1.20.2005

Andares

Depois de ter passado a linha-férrea o Sr. Mil continuou o caminho pelo cais, sabendo que a qualquer altura poderia ser interpelado pelo facto de não levar vestido o sobretudo. Além disso ele temia que reconhecessem a sua maneira de caminhar, o que lhe traria graves problemas: pela sua forma de caminhar já havia sido apanhado em situações ilegais. Furtivamente entrou num armazém vazio e sentou-se no centro. Precisamente. Havia vinte e três noites que não dormia e no entanto continuara activo, sem sono. Hoje apetecia-lhe dormir e o chão poeirento do barracão servia perfeitamente, não obstante as alegres ratazanas e algumas baratas que procuravam em vão algo para se saciarem.
Sonhava com tempestades e cavalos alados resgatando pessoas, correntes intermináveis de água misturada com vinho que seres impressionantes bebiam emitindo sons roufenhos, moças que se maravilhavam com os cavalos, homens que se maravilhavam com as moças e com os cavalos, quando foi interrompido.
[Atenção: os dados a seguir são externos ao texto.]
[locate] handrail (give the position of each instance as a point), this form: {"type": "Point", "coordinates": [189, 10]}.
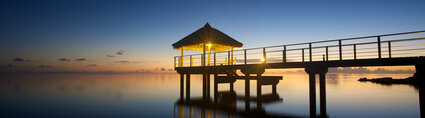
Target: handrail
{"type": "Point", "coordinates": [309, 52]}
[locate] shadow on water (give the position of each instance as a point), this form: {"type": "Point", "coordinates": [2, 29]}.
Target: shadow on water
{"type": "Point", "coordinates": [416, 81]}
{"type": "Point", "coordinates": [224, 103]}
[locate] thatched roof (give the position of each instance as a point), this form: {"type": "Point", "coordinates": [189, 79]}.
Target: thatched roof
{"type": "Point", "coordinates": [217, 40]}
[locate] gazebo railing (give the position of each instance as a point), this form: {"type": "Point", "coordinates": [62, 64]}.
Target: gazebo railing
{"type": "Point", "coordinates": [407, 44]}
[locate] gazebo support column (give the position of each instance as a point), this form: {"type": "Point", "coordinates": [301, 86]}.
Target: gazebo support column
{"type": "Point", "coordinates": [231, 55]}
{"type": "Point", "coordinates": [203, 55]}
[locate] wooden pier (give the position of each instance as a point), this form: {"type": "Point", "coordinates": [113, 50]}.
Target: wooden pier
{"type": "Point", "coordinates": [399, 49]}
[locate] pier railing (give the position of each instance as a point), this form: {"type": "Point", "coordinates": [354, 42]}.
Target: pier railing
{"type": "Point", "coordinates": [407, 44]}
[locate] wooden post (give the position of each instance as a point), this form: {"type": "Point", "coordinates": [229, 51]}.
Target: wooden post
{"type": "Point", "coordinates": [181, 58]}
{"type": "Point", "coordinates": [389, 49]}
{"type": "Point", "coordinates": [244, 54]}
{"type": "Point", "coordinates": [309, 51]}
{"type": "Point", "coordinates": [209, 54]}
{"type": "Point", "coordinates": [340, 49]}
{"type": "Point", "coordinates": [264, 55]}
{"type": "Point", "coordinates": [355, 52]}
{"type": "Point", "coordinates": [231, 55]}
{"type": "Point", "coordinates": [228, 58]}
{"type": "Point", "coordinates": [191, 61]}
{"type": "Point", "coordinates": [188, 87]}
{"type": "Point", "coordinates": [302, 54]}
{"type": "Point", "coordinates": [181, 86]}
{"type": "Point", "coordinates": [379, 47]}
{"type": "Point", "coordinates": [284, 54]}
{"type": "Point", "coordinates": [214, 59]}
{"type": "Point", "coordinates": [327, 53]}
{"type": "Point", "coordinates": [312, 91]}
{"type": "Point", "coordinates": [203, 56]}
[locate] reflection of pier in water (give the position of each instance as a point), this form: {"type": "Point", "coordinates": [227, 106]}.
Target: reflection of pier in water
{"type": "Point", "coordinates": [399, 49]}
{"type": "Point", "coordinates": [226, 101]}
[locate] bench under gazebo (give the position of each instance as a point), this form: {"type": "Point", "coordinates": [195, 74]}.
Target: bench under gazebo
{"type": "Point", "coordinates": [207, 39]}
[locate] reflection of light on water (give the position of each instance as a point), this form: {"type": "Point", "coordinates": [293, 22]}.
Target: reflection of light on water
{"type": "Point", "coordinates": [343, 92]}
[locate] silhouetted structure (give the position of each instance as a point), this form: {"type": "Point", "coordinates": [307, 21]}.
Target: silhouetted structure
{"type": "Point", "coordinates": [400, 49]}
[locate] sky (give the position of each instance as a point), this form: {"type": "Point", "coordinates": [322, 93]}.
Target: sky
{"type": "Point", "coordinates": [127, 36]}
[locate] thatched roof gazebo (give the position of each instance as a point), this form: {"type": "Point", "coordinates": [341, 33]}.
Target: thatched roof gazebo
{"type": "Point", "coordinates": [208, 39]}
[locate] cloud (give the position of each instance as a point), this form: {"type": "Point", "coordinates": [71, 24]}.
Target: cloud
{"type": "Point", "coordinates": [125, 62]}
{"type": "Point", "coordinates": [44, 66]}
{"type": "Point", "coordinates": [120, 52]}
{"type": "Point", "coordinates": [81, 59]}
{"type": "Point", "coordinates": [21, 60]}
{"type": "Point", "coordinates": [64, 59]}
{"type": "Point", "coordinates": [91, 65]}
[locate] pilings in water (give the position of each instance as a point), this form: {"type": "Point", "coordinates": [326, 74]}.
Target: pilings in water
{"type": "Point", "coordinates": [188, 87]}
{"type": "Point", "coordinates": [312, 71]}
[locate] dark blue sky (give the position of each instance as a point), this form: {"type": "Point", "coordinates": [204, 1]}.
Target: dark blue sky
{"type": "Point", "coordinates": [44, 31]}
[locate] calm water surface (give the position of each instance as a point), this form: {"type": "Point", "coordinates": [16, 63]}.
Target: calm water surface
{"type": "Point", "coordinates": [155, 95]}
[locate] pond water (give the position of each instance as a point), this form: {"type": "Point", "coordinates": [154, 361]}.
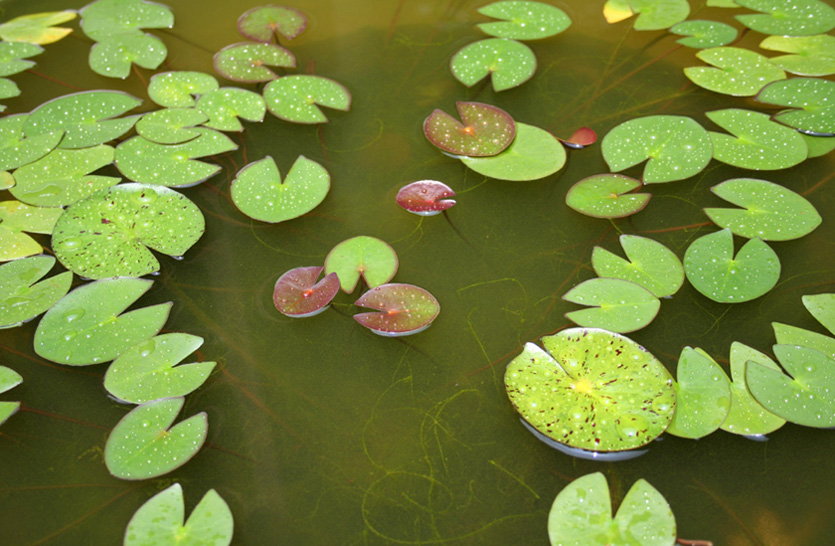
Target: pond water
{"type": "Point", "coordinates": [321, 432]}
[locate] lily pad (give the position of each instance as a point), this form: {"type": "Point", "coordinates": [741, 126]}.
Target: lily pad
{"type": "Point", "coordinates": [758, 143]}
{"type": "Point", "coordinates": [677, 147]}
{"type": "Point", "coordinates": [87, 325]}
{"type": "Point", "coordinates": [770, 211]}
{"type": "Point", "coordinates": [248, 62]}
{"type": "Point", "coordinates": [159, 522]}
{"type": "Point", "coordinates": [508, 63]}
{"type": "Point", "coordinates": [112, 232]}
{"type": "Point", "coordinates": [22, 297]}
{"type": "Point", "coordinates": [259, 192]}
{"type": "Point", "coordinates": [534, 153]}
{"type": "Point", "coordinates": [295, 98]}
{"type": "Point", "coordinates": [596, 390]}
{"type": "Point", "coordinates": [606, 196]}
{"type": "Point", "coordinates": [616, 305]}
{"type": "Point", "coordinates": [404, 309]}
{"type": "Point", "coordinates": [713, 270]}
{"type": "Point", "coordinates": [523, 20]}
{"type": "Point", "coordinates": [144, 445]}
{"type": "Point", "coordinates": [486, 130]}
{"type": "Point", "coordinates": [298, 295]}
{"type": "Point", "coordinates": [149, 371]}
{"type": "Point", "coordinates": [650, 264]}
{"type": "Point", "coordinates": [703, 395]}
{"type": "Point", "coordinates": [364, 256]}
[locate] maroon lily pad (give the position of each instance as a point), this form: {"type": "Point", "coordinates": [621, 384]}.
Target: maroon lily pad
{"type": "Point", "coordinates": [298, 295]}
{"type": "Point", "coordinates": [486, 130]}
{"type": "Point", "coordinates": [405, 309]}
{"type": "Point", "coordinates": [425, 197]}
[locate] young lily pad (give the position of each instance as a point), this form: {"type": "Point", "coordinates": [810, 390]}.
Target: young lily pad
{"type": "Point", "coordinates": [616, 305]}
{"type": "Point", "coordinates": [262, 23]}
{"type": "Point", "coordinates": [650, 264]}
{"type": "Point", "coordinates": [486, 130]}
{"type": "Point", "coordinates": [144, 445]}
{"type": "Point", "coordinates": [111, 233]}
{"type": "Point", "coordinates": [86, 326]}
{"type": "Point", "coordinates": [677, 147]}
{"type": "Point", "coordinates": [425, 197]}
{"type": "Point", "coordinates": [149, 371]}
{"type": "Point", "coordinates": [295, 98]}
{"type": "Point", "coordinates": [523, 20]}
{"type": "Point", "coordinates": [606, 196]}
{"type": "Point", "coordinates": [703, 395]}
{"type": "Point", "coordinates": [248, 62]}
{"type": "Point", "coordinates": [259, 192]}
{"type": "Point", "coordinates": [298, 295]}
{"type": "Point", "coordinates": [596, 390]}
{"type": "Point", "coordinates": [713, 270]}
{"type": "Point", "coordinates": [22, 297]}
{"type": "Point", "coordinates": [159, 522]}
{"type": "Point", "coordinates": [364, 256]}
{"type": "Point", "coordinates": [770, 211]}
{"type": "Point", "coordinates": [87, 118]}
{"type": "Point", "coordinates": [582, 515]}
{"type": "Point", "coordinates": [404, 309]}
{"type": "Point", "coordinates": [534, 153]}
{"type": "Point", "coordinates": [739, 72]}
{"type": "Point", "coordinates": [62, 177]}
{"type": "Point", "coordinates": [811, 99]}
{"type": "Point", "coordinates": [758, 143]}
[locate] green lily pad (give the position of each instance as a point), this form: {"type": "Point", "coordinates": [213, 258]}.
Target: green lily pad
{"type": "Point", "coordinates": [677, 147]}
{"type": "Point", "coordinates": [87, 325]}
{"type": "Point", "coordinates": [616, 305]}
{"type": "Point", "coordinates": [788, 17]}
{"type": "Point", "coordinates": [62, 177]}
{"type": "Point", "coordinates": [703, 395]}
{"type": "Point", "coordinates": [713, 270]}
{"type": "Point", "coordinates": [758, 143]}
{"type": "Point", "coordinates": [606, 196]}
{"type": "Point", "coordinates": [248, 62]}
{"type": "Point", "coordinates": [172, 165]}
{"type": "Point", "coordinates": [87, 118]}
{"type": "Point", "coordinates": [739, 72]}
{"type": "Point", "coordinates": [704, 34]}
{"type": "Point", "coordinates": [770, 211]}
{"type": "Point", "coordinates": [144, 445]}
{"type": "Point", "coordinates": [523, 20]}
{"type": "Point", "coordinates": [259, 192]}
{"type": "Point", "coordinates": [148, 370]}
{"type": "Point", "coordinates": [596, 390]}
{"type": "Point", "coordinates": [159, 522]}
{"type": "Point", "coordinates": [650, 264]}
{"type": "Point", "coordinates": [811, 99]}
{"type": "Point", "coordinates": [582, 516]}
{"type": "Point", "coordinates": [747, 417]}
{"type": "Point", "coordinates": [177, 89]}
{"type": "Point", "coordinates": [364, 256]}
{"type": "Point", "coordinates": [111, 233]}
{"type": "Point", "coordinates": [17, 218]}
{"type": "Point", "coordinates": [808, 55]}
{"type": "Point", "coordinates": [224, 107]}
{"type": "Point", "coordinates": [22, 297]}
{"type": "Point", "coordinates": [534, 153]}
{"type": "Point", "coordinates": [295, 98]}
O segurança apontava-lhe a lanterna à cara:
- Que se passa?
- Não sabe que não pode estar aqui deitado?
- Porquê, incomodo as ratazanas?
- Incomoda as pessoas da cidade.
-Por estar aqui?! – Mil pensou nesse momento se estaria ainda a sonhar, e se este segurança não seria um desses seres impressionantes.
- Muitas pessoas o viram dirigir-se para aqui, e o senhor sabe o que significa quando certas pessoas reconhecem o seu caminhar…
-Sei muito bem o que quer dizer, e eu estou consciente das implicações que a forma como eu ando acarreta, mas isso não me obriga a impedir-me de andar em certo sítios. – Mil estivera em situações semelhantes dezenas de vezes, tendo já sido preso algumas delas. O segurança não parecia disposto a medidas extremas embora tenha continuado:
- Venha comigo.
- Não quero.
- As pessoas querem confrontá-lo.
- Não quero.
- Eles apenas querem que seja igual a todos nós.
- Não preciso. Estou melhor assim. – O segurança sorriu com complacência o que o irritou levemente.
- Pelo menos vá para um dos cantos do armazém, as pessoas não vão ficar tão chateadas se souberem que eu o expulsei do sítio onde se espojou, caso contrário arranjo sarilhos.
Sem uma palavra, Mil dirigiu-se para o canto direito (de quem sai) ao lado da porta e sentou-se mirando o segurança. Este foi-se embora satisfeito com a sensação de dever cumprido e com a estúpida sensação de poder. Afinal, tinha conseguido agradar às pessoas!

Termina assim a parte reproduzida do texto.